The Prepper Journal

7 Frugal Gardening Tips to Help You Prepare

Editor’s Note: This post is another entry in the Prepper Writing Contest from Connie G. If you have information for Preppers that you would like to share and possibly win a $300 Amazon Gift Card to purchase your own prepping supplies, enter today.


I enjoy gardening and being frugal. I also have been prepping for many years, knowing that ice storms and cold weather happens here every winter, and often after paying bills the budget is stretched tight. Prepping doesn’t have to be in case of civil unrest or a pandemic, prepping can be for everyday life.

Here are some gardening tips I have learned over the years that save money, allowing me to grow more for less which opens up cash to spend on prepper supplies and less at the grocery store.

Use Willow Water

This gardening hint is straight from my grandma, who lived a long life planting just about anything. Here it is 55 years later, and I still remember her teaching me useful gardening information. Using willow water really helps to root cuttings faster and to water plants with to stimulate more root production. Willow water is easy to make, just take some soft, pliable branch tips of any type of willow and soak for a week or two in regular water.

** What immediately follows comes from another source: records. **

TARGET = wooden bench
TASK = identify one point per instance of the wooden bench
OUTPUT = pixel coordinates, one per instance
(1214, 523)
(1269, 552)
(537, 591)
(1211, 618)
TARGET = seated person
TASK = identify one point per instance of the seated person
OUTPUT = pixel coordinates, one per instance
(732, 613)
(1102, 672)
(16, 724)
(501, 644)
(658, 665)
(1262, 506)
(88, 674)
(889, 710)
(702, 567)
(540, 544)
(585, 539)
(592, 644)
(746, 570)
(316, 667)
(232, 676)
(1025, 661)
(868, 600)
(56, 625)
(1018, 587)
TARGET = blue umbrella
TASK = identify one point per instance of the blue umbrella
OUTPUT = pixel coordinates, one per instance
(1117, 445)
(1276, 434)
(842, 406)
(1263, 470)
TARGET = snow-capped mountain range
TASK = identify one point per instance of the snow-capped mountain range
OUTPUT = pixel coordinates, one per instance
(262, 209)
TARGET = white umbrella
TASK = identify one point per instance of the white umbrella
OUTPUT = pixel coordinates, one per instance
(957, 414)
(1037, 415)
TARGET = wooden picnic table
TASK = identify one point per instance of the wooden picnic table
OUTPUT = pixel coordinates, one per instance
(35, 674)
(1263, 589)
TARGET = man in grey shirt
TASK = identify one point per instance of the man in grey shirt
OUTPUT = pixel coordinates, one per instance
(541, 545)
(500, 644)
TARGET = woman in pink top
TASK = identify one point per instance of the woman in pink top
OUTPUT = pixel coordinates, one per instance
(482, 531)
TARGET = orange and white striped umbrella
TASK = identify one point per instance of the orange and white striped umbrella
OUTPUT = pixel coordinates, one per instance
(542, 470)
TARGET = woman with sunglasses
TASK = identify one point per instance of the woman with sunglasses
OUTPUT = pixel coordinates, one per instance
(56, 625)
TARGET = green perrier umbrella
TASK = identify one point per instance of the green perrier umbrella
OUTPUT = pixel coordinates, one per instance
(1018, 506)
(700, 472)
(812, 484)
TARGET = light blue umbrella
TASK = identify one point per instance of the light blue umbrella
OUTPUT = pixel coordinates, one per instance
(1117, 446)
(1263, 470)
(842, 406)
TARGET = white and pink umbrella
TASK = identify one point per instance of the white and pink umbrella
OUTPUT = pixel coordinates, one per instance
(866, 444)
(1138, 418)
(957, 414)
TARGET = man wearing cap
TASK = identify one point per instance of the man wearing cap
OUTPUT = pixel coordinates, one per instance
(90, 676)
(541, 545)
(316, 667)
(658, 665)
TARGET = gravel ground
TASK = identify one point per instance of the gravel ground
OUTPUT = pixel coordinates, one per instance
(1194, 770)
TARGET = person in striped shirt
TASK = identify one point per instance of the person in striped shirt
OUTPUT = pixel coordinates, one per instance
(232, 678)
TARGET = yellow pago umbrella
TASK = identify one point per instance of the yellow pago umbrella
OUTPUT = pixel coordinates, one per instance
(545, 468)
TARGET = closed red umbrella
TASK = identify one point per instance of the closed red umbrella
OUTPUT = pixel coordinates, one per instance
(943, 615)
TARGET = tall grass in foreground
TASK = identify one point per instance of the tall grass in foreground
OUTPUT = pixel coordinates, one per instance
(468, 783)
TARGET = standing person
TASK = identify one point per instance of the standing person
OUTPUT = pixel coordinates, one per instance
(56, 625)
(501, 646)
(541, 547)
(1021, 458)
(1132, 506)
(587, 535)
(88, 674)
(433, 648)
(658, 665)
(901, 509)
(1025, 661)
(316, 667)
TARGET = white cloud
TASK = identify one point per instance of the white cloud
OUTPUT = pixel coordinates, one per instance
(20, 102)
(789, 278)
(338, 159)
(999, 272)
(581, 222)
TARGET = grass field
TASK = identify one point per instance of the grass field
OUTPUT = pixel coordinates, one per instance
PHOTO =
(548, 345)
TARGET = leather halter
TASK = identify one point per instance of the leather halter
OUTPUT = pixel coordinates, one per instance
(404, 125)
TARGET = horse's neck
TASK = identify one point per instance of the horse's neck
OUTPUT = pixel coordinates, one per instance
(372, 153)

Curly willow, pussy willow, weeping willow, Arctic willow among other varieties all work well, and to make it really easy, I put the branch tips right into my watering bucket. As it is used I just refill the bucket with more water. Scientists have discovered the willow water contains Salicylic acid, which is in rooting hormone for plants. Grandma didn’t know why, just knew that by watering her cuttings and transplants with willow water they would grow strong roots that reached out for water and helped plants grow sturdy.

Chamomile Tea

Tepid chamomile tea sprayed onto the soil and on tiny seedlings can help prevent damping off. Damping off is so discouraging. Waiting patiently for days, your seeds finally germinate and emerge from the soil. A day or two later, you see your seedlings just tip over, with the stems looking like they were pinched. Heart breaking. That’s damping off, a fungal disease that includes root rots and molds. The tepid chamomile tea sprayed onto the soil and plants can help treat fungus naturally found in soil and air.

DIY Seed Starting Containers

Looking for cheap seed starting containers? Plastic flats are nice, but usually too big for window sills and way too big for starting 10 or 12 tomato seeds of each variety. I actually plant about 700 tomato seeds each year of all kinds of heirloom varieties, then give most away. This way i can enjoy planting lots of seeds!

disposable-plastic-containers
Use plastic non compostable deli containers with clear covers.

I use plastic non compostable deli containers with clear covers that friends and relatives save for me. They are the right size for starting seeds, and by marking them with variety name and date sown, you have the info right at your fingertips. The clear covers act like a mini greenhouse, just be sure when the seeds germinate you open the covers up for air to get in and to allow the seeds some room to grow. When it is time to transplant, I just pull up a chair and carefully lift each seedling into its next home, usually a 4 inch plastic pot filled with potting soil. The deli containers can be used for 4 – 5 years, being sure to relabel the following year to keep things straight.

Kleenex

Have you ever tried sowing tiny seeds like carrots and getting them all over or way too close? If you take a sheet of paper towel or Kleenex and cut into strips, you can make easy to use seed tapes. Mix up some flour and water to make a thick paste. Make dots of paste on the strips and then place a seed onto each dot. The strip can be put into a small furrow then covered up with soil. After a short time the strip will decompose and the seed is already well on its way growing.

Parsley

If you like the look of containers filled with lovely blooms, but wish they were more than just decorative, consider growing parsley around the edges as a pretty green accent plant. The parsley can be added to your cooking and dried for use in the winter. Not only is this a great way to frugally fill decorative containers, imagine how much iron, Vitamin A and C you will be adding to your diet. Parsley can be washed, dried then placed in a freezer bag in the freezer. It can also be dried and used that way as well.

Fruit Bushes instead of ornamental shrubs

Use fruit bushes as window dressing instead of traditional ornamental shrubs.

If you are looking to add shrubs to your landscape, consider thorny edibles like raspberries and blackberries. You can harvest the fruit for jams and jellies, or just eating fresh. Not only that, the thorns can be quite painful, planted in sunny spots near windows it can help deter people from trying to break in.

Compost

Compost to raise fertility in your soil. Keep in mind animal bones, fatty substances and pet urine and manure should not be included in your compost pile. Coffee grounds, egg shells, fruit and veggie peelings, leaves (not black walnut), grass clippings (without pesticides and herbicides) can all be incorporated into rich material to help bring nutrients to your garden where they are needed.

Remember every year is different. Some years you may have bumper crops of tomatoes and peppers, while the following year is filled with more green beans than you can manage. Plant a little extra just in case.